The 10th Victim (Elio Petri, 1965)
Long before Bobby Riggs challenged Billie Jean King to a tennis match, Petri made the battle of the sexes literal with this sharp satire, in which Marcello Mastroianni and Ursula Andress plays contestants in a lethal competition where the participants take turns being the hunter and the hunted. (In this way, Petri planted the seeds of such disparate films as Peter Watkins’s The Gladiators, Paul Bartel’s Death Race 2000, Stuart Gordon’s Robot Jox, and Daniel Minahan’s Series 7: The Contenders, to name a few.) Most endearing to me is the scene early on where Mastroianni is being interviewed by a reporter who asks what comics he prefers. “The masked man,” he replies. “I’m a romantic.” A man after my own heart.
Walker (Alex Cox, 1987)
Of all the films I saw for the first time in 2018, few have resonated with me as strongly as Walker, a purposefully unsubtle take on the USA’s first misadventure in Central America. A poison-pen letter to the twin concepts of American Exceptionalism and Manifest Destiny in all their insidious forms, it employs anachronisms aplenty so the viewer doesn't miss the contemporary parallels. (And if they do, well, the news reports over the closing credits surely do the trick.) The combination of Rudy Wurlitzer’s visionary screenplay, Alex Cox’s clear-eyed direction, Ed Harris’s fearless lead performance, and Joe Strummer’s wistful soundtrack is unbeatable. Were Criterion to upgrade their decade-old DVD transfer to Blu-ray, Walker would take its rightful place alongside their stellar editions of Repo Man and Sid & Nancy.
The Scarlet Scorpion (Ivan Cardoso, 1990)
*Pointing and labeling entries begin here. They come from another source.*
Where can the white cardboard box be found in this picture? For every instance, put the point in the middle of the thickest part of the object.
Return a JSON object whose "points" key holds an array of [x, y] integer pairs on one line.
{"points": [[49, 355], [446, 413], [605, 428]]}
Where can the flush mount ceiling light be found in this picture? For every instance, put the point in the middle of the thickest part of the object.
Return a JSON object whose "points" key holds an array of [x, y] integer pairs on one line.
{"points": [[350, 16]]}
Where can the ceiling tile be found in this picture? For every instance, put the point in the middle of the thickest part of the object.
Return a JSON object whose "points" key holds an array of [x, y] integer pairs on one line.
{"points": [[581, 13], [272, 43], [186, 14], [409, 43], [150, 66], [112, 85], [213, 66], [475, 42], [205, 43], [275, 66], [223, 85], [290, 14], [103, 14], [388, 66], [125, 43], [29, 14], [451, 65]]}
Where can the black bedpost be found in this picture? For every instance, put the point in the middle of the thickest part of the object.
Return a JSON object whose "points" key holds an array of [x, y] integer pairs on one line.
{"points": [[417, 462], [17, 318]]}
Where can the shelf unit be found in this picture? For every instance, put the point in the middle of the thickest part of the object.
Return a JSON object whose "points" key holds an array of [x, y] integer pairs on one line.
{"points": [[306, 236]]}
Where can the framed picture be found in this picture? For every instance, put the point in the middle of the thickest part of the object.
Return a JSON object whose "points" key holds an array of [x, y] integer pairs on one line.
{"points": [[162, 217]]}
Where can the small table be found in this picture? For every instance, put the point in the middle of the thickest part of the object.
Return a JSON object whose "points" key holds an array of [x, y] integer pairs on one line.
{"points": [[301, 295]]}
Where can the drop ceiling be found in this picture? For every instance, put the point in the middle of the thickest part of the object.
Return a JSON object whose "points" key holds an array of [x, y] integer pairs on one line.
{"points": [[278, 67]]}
Gleefully absurd camp, Brazilian-style, The Scarlet Scorpion is an affectionate sendup of serial conventions, especially those pertaining to their dastardly villains. Its title character is the red-hooded antagonist in a popular radio soap called The Adventures of the Angel that the entire population of Rio de Janeiro stops in its tracks to listen to every day and one woman is so obsessed with she sees parallels between it and an actual crime wave in the city. Paralleling Gene Wilder’s Haunted Honeymoon, the film starts with the radio actors at work, but once the film enters the imaginations of their listeners, writer/director Ivan Cardoso shows the Scorpion and his minions Limping Frog and Madam Ming as they menace the spunky lady reporter chronicling his crimes and the suave hero out to stop him when he isn't bedding the other women who throw themselves at him. It’s the height of frivolity, but who doesn’t need a little levity in their lives from time to time?